Infektionsrisiko Mensch

■ BSE: Umweltforscher warnen vor Verbot und Verbrennung von Tiermehl

Michael Braungart, der Leiter des Hamburger Umweltforschungsinstituts Epea, muss die Lage wirklich für kritisch halten, sonst hätte er nicht die JournalistInnen „drei Tage vor Weihnachten“ mit einer Pressekonferenz behelligt, wie er mehrfach betont. Um dem Aktionismus in Sachen BSE Einhalt zu gebieten, sieht sich der Professor genötigt, auf drei Dinge hinzuweisen: Erstens sei es nicht sinnvoll, Tiermehl als Futter auf Dauer allgemein zu verbieten. Zweitens sei die BSE-Infektionswelle im wesentlichen vorbei. Deshalb sollte erwogen werden, in die Behandlung infizierter Menschen zu investieren statt in das Tiermehl-Fütterungsverbot. Drittens dürfe Tiermehl nicht ohne besondere Genehmigungsverfahren verbrannt werden. Herkömmliche Müllverbrennungsanlagen oder Zementwerke seien dafür ungeeignet.

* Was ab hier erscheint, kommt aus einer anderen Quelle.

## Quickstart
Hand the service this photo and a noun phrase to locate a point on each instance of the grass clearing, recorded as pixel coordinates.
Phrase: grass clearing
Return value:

Die europäischen Essgewohnheiten führen Braungart zufolge dazu, dass 85 Prozent der 17,3 Millionen Tonnen jährlich in der EU anfallenden Tierkadaver Schlachtabfälle seien. Ein Schwein werde in Europa nur zu 44 Prozent verspeist, in China dagegen zu 95 Prozent. „Es kann nicht sein, dass mehr als die Hälfte eines Schweins zu Sondermüll wird, nur weil wir bloß Filet fressen“, sagt Braungart. Die EU hat kürzlich verboten, vorerst vom 1. Januar bis zum 30. Juni Tiermehl, mit Ausnahme von Fischmehl zu verzichten.

Braungart meint, auf das Eiweiß in den Fleischresten der nicht von BSE betroffenen Schweine oder Hühner könne die europäische Fleischproduktion nicht verzichten, ohne der Dritten Welt zu schaden. Schon heute importiere Europa mehr Eiweiß als es exportiere.

Braungart und seine KollegInnen relativieren die Bedeutung der Creuzfeld-Jacob-Krankheit (CJK). Weltweit seien erst etwa 100 Fälle bekannt geworden – im Vergleich zu 200 bis 250 Aids-Neuinfektionen jährlich allein in Hamburg.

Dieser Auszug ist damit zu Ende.